Annoncée le plus tard possible pour éviter les difficultés qu’avait présenté sa rencontre avec Idriss Déby en 2017 (« un ami de la France »), Marine Le Pen a entamé ce lundi son voyage au Sénégal.

Le Pen en voyage au Sénégal : une amie de l’Afrique ou de la Françafrique ?

Ce voyage qui doit durer 3 jours à Dakar l’amènera à visiter des projets agricoles et des sociétés agroalimentaires, des membres du dispositif des Éléments français du Sénégal (EFS) ainsi que des responsables politiques sénégalais de l’exécutif et du législatif.

Ce voyage était annoncé politiquement ce lundi avec une tribune publiée par le journal l’Opinion. Marine Le Pen y défend ses positions. Francophonie, volonté de maintenir les aides au développement (tout en critiquant la Commission Européenne au passage), défense de la sécurité et la stabilité de la région, santé et agriculture (en plein contexte de la guerre en Ukraine), l’ensemble des ingrédients d’une recette traditionnelle françafricaine y sont réunis.

Cependant la tribune a la particularité de chercher à développer des éléments de pseudo rupture et de coopération dans la région. Elle est notamment axée sur la revendication d’un siège au Conseil de sécurité pour un « représentant de l’Afrique » centrée autour du Sénégal de Macky Sall. Soucieuse de se montrer ouverte aux questionnements profonds de la domination française, la présidente du RN va jusqu’à affirmer sa volonté de défendre la souveraineté monétaire des États qui le souhaitent, à savoir une remise en question du fonctionnement actuel du franc CFA.

Une façon de rendre publique ces ambitions politiques dans la région et de se positionner comme une actrice capable de gouverner aux yeux des grandes entreprises et responsables politiques français. Or, pour cela, quoi de mieux pour baigner dans les pires traditions de l’impérialisme français que de commencer par une visite de l’actuel président de l’Union Africaine, affaibli par les dernières élections législatives ?

Le RN cherche à se présenter comme défenseur des intérêts français en Afrique

Derrière les revendications du RN, comme l’idée qu’un « représentant de l’Afrique doit siéger comme membre permanent au Conseil de Sécurité » des Nations Unies (entendre ici, Macky Sall son hôte pour les 3 prochains jours) ou encore la reconnaissance de la souveraineté monétaire des pays « qui le souhaitent » dans la région, il ne faut surtout pas voir un intérêt quelconque pour les intérêts des populations africaines. Si Marine Le Pen est au Sénégal, c‘est qu’elle cherche à se présenter comme une option viable et une garante des intérêts stratégiques de l’impérialisme français.

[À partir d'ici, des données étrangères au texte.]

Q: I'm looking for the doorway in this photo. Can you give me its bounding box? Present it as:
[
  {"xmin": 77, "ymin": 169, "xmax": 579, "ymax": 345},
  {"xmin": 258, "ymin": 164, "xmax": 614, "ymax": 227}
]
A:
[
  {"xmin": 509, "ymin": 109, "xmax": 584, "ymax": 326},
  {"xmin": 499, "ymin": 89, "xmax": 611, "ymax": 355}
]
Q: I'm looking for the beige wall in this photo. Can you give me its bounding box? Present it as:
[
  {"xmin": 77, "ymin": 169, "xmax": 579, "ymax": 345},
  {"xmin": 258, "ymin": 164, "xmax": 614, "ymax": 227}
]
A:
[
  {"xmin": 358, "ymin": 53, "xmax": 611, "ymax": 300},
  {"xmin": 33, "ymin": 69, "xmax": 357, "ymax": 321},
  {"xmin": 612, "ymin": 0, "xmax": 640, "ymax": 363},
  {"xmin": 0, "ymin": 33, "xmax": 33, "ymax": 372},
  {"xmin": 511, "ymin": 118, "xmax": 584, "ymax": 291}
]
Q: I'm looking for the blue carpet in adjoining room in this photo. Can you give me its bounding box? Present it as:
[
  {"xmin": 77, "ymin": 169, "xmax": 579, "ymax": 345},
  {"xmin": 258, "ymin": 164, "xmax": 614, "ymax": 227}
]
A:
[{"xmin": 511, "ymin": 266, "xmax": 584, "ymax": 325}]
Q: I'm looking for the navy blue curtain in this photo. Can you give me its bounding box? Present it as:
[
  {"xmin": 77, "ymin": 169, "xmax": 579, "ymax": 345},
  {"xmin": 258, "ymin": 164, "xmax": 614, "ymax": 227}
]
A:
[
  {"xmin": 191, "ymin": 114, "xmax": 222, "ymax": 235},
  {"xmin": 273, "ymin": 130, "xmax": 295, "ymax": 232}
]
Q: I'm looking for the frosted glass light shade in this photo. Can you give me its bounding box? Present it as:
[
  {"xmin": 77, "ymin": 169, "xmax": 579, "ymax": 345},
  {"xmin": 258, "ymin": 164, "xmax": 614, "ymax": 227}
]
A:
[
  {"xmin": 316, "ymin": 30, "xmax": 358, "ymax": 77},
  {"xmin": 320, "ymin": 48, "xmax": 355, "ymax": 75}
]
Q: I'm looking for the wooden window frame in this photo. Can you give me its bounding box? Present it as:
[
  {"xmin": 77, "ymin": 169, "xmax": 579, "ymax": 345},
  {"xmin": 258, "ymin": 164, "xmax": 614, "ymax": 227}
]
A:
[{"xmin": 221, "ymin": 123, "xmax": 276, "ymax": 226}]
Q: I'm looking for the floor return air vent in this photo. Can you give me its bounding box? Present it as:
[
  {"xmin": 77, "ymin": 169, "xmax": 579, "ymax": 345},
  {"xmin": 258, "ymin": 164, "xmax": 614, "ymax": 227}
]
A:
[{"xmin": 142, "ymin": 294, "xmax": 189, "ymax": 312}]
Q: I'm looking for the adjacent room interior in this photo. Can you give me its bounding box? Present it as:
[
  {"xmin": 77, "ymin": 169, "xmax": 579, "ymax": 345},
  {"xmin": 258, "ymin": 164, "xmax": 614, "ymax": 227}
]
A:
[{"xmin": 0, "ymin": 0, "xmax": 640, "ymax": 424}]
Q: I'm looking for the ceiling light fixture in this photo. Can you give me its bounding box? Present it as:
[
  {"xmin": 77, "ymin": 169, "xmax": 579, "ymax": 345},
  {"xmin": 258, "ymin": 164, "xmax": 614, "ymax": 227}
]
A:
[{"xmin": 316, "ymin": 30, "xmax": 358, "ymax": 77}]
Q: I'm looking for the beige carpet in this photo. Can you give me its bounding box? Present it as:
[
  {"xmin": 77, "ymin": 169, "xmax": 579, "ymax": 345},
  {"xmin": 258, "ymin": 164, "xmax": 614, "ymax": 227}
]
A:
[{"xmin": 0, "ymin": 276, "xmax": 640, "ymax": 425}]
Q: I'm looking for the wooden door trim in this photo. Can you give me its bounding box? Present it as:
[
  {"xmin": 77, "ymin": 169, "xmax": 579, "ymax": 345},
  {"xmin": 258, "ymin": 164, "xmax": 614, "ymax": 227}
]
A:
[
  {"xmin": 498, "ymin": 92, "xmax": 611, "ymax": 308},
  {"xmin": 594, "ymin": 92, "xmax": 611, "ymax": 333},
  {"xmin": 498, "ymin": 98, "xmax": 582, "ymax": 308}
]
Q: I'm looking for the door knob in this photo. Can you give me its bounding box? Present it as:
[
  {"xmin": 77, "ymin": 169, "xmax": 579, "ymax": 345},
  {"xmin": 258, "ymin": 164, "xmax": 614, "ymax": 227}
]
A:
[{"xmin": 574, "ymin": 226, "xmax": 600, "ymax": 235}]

Par-delà les déclarations hypocrites et la rhétorique appelant à « en finir avec la Françafrique », le discours de Marine Le Pen vise avant tout à la présenter comme une option crédible pour les intérêts de la bourgeoisie française et des élites africaines. Défendant les intérêts géostratégiques français avec une « nouvelle méthode », le développement d’une « doctrine sur les opérations extérieures françaises » (plus rapides et plus efficaces, mais avec une toujours aussi interventionniste), et la défense de la « stabilité de la zone sahélienne », son discours n’est d’ailleurs pas si différent de celui du gouvernement Macron et des gouvernements qui se sont succédé et ont participé à l’exploitation du continent Africain et des anciennes colonies Françaises.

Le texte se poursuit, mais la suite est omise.